Nothing prevents you from starting multiple instances of your app on one big server nor doing rolling deploys with big bare-metal assuming one server can handle the peak load (so you take out your first server out of the LB, upgrade it, put it back in the LB, then do the same for the second and so on).

> once we use the multiple small servers approach it’s easy to scale up and down our compute by adding or removing machines. Having one server it’s difficult to scale up or down without buying more machines. Small servers we can add incrementally but with the large server approach scaling up requires downtime and buying a new server.

True but the cost premium of the cloud often offsets the savings of autoscaling. A bare-metal capable of handling peak load is often cheaper than your autoscaling stack at low load, therefore you can just overprovision to always meet peak load and still come out ahead.

  • I manage hundreds of servers, and use Ansible. It's simple and it gets the job done. I tried to install Kubernetes on a cluster and couldn't get it to work. I mean I know it works, obviously, but I could not figure it out and decided to stay with what works for me.

    • But it’s specific, and no-one will want to take over your job.

      The upside of a standard AWS CloudFormation file is that engineers are replaceable. They’re cargo-cult engineers, but they’re not worried for their career.

      1 reply →

On a big server, you would probably be running VMs rather than serving directly.

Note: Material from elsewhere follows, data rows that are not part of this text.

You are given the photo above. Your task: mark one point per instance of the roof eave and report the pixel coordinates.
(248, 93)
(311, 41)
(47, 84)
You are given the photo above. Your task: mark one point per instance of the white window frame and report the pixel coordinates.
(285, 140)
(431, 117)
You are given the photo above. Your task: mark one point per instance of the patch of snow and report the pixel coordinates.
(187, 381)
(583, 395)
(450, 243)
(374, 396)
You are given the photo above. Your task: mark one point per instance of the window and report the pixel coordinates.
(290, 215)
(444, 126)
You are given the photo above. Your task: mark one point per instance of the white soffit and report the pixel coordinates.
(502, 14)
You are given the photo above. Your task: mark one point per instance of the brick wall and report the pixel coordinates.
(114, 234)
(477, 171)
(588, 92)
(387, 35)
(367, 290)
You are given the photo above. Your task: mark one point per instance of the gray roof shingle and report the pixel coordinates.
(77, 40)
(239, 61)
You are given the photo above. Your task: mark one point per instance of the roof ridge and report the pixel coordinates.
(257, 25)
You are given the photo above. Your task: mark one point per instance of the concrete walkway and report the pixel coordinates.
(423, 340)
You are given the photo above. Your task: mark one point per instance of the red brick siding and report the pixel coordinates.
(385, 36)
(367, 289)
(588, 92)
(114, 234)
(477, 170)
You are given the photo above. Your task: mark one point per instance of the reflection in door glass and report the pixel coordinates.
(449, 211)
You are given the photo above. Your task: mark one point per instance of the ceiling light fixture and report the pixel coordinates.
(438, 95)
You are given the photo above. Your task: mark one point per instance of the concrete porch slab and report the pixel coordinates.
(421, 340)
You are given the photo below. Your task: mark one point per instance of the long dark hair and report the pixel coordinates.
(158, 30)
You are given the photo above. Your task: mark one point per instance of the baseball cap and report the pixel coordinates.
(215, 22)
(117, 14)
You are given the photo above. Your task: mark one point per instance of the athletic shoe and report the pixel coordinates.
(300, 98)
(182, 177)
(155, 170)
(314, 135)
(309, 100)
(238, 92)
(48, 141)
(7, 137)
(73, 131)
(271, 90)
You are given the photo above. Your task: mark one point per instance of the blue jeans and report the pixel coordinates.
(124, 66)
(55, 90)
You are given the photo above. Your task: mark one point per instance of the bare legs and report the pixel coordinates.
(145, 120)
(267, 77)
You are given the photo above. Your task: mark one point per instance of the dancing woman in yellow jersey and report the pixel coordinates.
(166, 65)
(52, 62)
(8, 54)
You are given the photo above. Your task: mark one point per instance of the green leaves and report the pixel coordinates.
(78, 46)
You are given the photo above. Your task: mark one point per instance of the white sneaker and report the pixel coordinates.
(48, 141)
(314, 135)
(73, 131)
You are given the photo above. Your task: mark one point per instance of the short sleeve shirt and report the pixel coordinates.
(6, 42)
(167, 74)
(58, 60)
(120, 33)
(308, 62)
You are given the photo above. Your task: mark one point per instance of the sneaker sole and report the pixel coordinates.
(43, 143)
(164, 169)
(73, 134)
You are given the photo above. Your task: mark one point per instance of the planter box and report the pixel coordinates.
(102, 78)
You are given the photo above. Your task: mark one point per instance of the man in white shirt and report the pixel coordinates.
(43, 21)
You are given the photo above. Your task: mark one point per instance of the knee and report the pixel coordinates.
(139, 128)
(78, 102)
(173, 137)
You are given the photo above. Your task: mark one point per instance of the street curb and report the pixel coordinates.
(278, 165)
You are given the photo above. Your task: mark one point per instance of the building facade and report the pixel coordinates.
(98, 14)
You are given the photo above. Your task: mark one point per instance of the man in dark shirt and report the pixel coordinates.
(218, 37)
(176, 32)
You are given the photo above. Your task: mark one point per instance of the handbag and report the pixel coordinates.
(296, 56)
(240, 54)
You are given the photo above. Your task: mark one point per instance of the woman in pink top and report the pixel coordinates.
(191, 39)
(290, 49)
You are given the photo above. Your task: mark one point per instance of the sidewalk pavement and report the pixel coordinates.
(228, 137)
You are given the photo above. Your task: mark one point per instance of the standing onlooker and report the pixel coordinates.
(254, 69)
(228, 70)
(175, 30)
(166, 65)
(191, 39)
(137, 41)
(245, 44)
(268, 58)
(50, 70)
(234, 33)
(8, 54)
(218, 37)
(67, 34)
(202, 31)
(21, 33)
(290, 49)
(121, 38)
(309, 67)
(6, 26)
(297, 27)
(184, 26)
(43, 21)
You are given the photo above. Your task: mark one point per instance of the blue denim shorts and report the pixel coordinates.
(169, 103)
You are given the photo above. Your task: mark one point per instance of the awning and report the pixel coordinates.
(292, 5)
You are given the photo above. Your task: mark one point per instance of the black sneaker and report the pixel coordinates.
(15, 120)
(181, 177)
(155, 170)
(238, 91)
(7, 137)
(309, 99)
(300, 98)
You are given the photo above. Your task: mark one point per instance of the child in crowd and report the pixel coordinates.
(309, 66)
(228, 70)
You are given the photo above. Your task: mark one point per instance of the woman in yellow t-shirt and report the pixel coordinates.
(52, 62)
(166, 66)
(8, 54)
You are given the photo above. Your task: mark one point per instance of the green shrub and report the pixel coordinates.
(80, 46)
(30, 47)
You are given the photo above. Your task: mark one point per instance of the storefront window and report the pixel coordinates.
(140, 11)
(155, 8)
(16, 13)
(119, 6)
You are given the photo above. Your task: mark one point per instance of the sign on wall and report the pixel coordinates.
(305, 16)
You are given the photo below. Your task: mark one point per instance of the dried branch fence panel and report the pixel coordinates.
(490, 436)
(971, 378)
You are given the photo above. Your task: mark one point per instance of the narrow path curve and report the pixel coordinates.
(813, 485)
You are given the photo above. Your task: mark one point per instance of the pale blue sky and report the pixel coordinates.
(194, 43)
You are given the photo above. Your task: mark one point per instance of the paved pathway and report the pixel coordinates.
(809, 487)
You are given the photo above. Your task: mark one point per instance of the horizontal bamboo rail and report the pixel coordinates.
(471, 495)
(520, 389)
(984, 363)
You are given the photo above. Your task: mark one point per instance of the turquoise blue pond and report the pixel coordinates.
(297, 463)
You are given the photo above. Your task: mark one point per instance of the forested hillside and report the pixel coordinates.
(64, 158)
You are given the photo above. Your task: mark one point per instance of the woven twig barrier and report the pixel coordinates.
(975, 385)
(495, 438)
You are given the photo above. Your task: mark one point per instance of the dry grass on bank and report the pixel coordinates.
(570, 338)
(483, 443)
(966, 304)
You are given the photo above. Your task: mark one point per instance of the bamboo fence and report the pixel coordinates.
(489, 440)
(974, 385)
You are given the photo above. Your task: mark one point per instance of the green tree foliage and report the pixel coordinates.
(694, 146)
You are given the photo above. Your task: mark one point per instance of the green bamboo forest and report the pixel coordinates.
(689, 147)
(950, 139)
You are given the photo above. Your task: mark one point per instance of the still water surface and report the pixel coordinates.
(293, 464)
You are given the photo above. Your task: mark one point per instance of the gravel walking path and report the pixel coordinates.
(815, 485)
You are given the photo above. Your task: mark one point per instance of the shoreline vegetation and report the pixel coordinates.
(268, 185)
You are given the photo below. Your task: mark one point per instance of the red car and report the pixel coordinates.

And then it becomes easy to do most of what you're talking about - the big server is just a pool of resources from which to make small, single purpose VMs as you need them.

It completely depends on what you doing. This was pointed out in the first paragraph of the article:

> By thinking about the real operational considerations of our systems, we can get some insight into whether we actually need distributed systems for most things.